Trzeba tu zaznaczyć, co ma znaczenie dla dalszych rozważań, że w takiej sprawie dziecko musi być reprezentowane przez kuratora[1]. Wynika to wprost z art. 98 k.r.o.
Trafność omawianej uchwały budzi pewne wątpliwości.                      

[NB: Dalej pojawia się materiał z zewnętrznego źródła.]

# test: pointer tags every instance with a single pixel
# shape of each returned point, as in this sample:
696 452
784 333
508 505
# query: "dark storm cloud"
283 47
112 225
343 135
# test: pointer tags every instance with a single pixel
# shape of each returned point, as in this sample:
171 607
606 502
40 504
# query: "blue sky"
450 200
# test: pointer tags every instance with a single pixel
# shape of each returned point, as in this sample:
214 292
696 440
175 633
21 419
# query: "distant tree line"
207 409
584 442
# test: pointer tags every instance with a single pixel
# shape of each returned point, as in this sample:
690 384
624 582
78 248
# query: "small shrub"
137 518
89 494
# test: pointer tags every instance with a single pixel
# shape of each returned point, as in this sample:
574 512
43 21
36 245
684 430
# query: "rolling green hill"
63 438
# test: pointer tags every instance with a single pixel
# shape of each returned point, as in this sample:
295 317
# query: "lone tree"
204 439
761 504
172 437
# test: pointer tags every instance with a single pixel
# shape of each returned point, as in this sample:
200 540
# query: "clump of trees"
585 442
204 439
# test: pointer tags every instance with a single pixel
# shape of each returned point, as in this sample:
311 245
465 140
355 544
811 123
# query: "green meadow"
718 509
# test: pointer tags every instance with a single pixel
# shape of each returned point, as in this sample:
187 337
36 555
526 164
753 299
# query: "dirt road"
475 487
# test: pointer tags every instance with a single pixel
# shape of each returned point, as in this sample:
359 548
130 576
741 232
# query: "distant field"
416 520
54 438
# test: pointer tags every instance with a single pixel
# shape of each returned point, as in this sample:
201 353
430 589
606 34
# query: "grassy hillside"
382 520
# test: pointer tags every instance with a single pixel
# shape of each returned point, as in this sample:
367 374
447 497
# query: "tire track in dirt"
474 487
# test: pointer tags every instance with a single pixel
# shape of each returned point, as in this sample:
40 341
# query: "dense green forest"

Po pierwsze, nie przekonuje argument z jej uzasadnienia, że „orzeczenie sądu opiekuńczego niezezwalające na wszczęcie postępowania zamykałoby małoletniemu dziecku drogę sądową do merytorycznego zbadania zasadności powództwa (wniosku), co z punktu widzenia standardów konstytucyjnych (art. 45 ust. 1 Konstytucji RP), konwencyjnych (art. 6 ust. Konwencji o Ochronie Praw Człowieka i Podstawowych Wolności) i prawa Unii (art. 47 Karty Praw Podstawowych), gwarantujących każdemu prawo do rozpoznania sprawy przez sąd budzi zasadnicze zastrzeżenia. Zamknięcie małoletniemu dziecku możliwość zbadania merytorycznego jego roszczenia godziłoby w istotę prawa do sądu. Sąd opiekuńczy musiałby więc w zasadzie zawsze udzielić zezwolenia na zainicjowanie postępowania cywilnego w imieniu małoletniego dziecka. Celem takiej czynności jest przecież ochrona sfery prawnej dziecka”.

Trzeba jednak zauważyć, że ustawodawca przewidział konieczność uzyskania zezwolenia sądu opiekuńczego w różnych sytuacjach mających wpływ na sytuację prawną dziecka. Są to kwestie często związane z prawami chronionymi konstytucyjnie. Na przykład względem realizacji chronionego konstytucyjnie prawa własności wymagane jest zezwolenie na złożenie przez rodziców oświadczenia w imieniu małoletniego dziecka o przyjęciu tzw. darowizny obciążliwej[2] czy spadku albo odrzuceniu spadku, a nawet na wykorzystanie środków z darowizny celowej rodziców na zakup nieruchomości[3].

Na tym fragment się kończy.